Speaking on a webinar from Nairobi, Edward Mungai, chief executive officer of the Kenya Climate Innovation Center, said unlike governments, private sector will be able to build businesses that generate revenue from activities that reduce the effects of climate change.
“We need to disseminate more information to people across the continent so that they can understand what is climate change and the arising business opportunities they can take advantage of,” Mungai said.
Dan Asare-Kyei, chief executive officer of Esoko in Ghana, who provides digital information and financial access services to farmers, said businesses arising from climate adaptation include providing improved seeds to farmers, providing mini-drip irrigation systems and cottage food processing.
Other opportunities include agriculture micro-insurance, solar mini-grids, and weather forecast information.
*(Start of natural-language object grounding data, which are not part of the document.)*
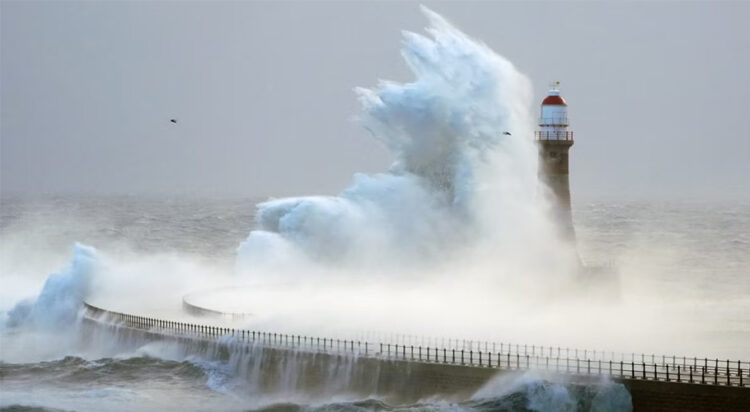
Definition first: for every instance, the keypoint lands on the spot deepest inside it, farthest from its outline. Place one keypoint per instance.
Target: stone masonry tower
(554, 141)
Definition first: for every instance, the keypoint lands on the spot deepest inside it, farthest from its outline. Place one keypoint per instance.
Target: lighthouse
(554, 140)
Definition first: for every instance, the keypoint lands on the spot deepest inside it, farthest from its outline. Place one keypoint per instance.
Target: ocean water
(692, 254)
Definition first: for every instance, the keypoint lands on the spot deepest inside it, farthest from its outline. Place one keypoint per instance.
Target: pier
(408, 372)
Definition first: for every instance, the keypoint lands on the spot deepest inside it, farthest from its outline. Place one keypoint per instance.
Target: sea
(694, 253)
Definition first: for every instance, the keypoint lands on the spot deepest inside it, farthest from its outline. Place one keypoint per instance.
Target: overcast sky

Asare-Kyei said what is need is governments in Africa to develop public-private-partnerships so that the projects implemented to caution people from the effects of climate change can then be developed to long lasting business models.
They said organizations that are helping micro and small businesses develop their climate resilience and adaptation ideas require funding to prepare these businesses to move to a stage where they can get semi-commercial loans and then full commercial loans.
“Through the public-private-partnerships, money coming through the government for climate change would be used to develop a self-sustaining project,” Asare-Kyei said.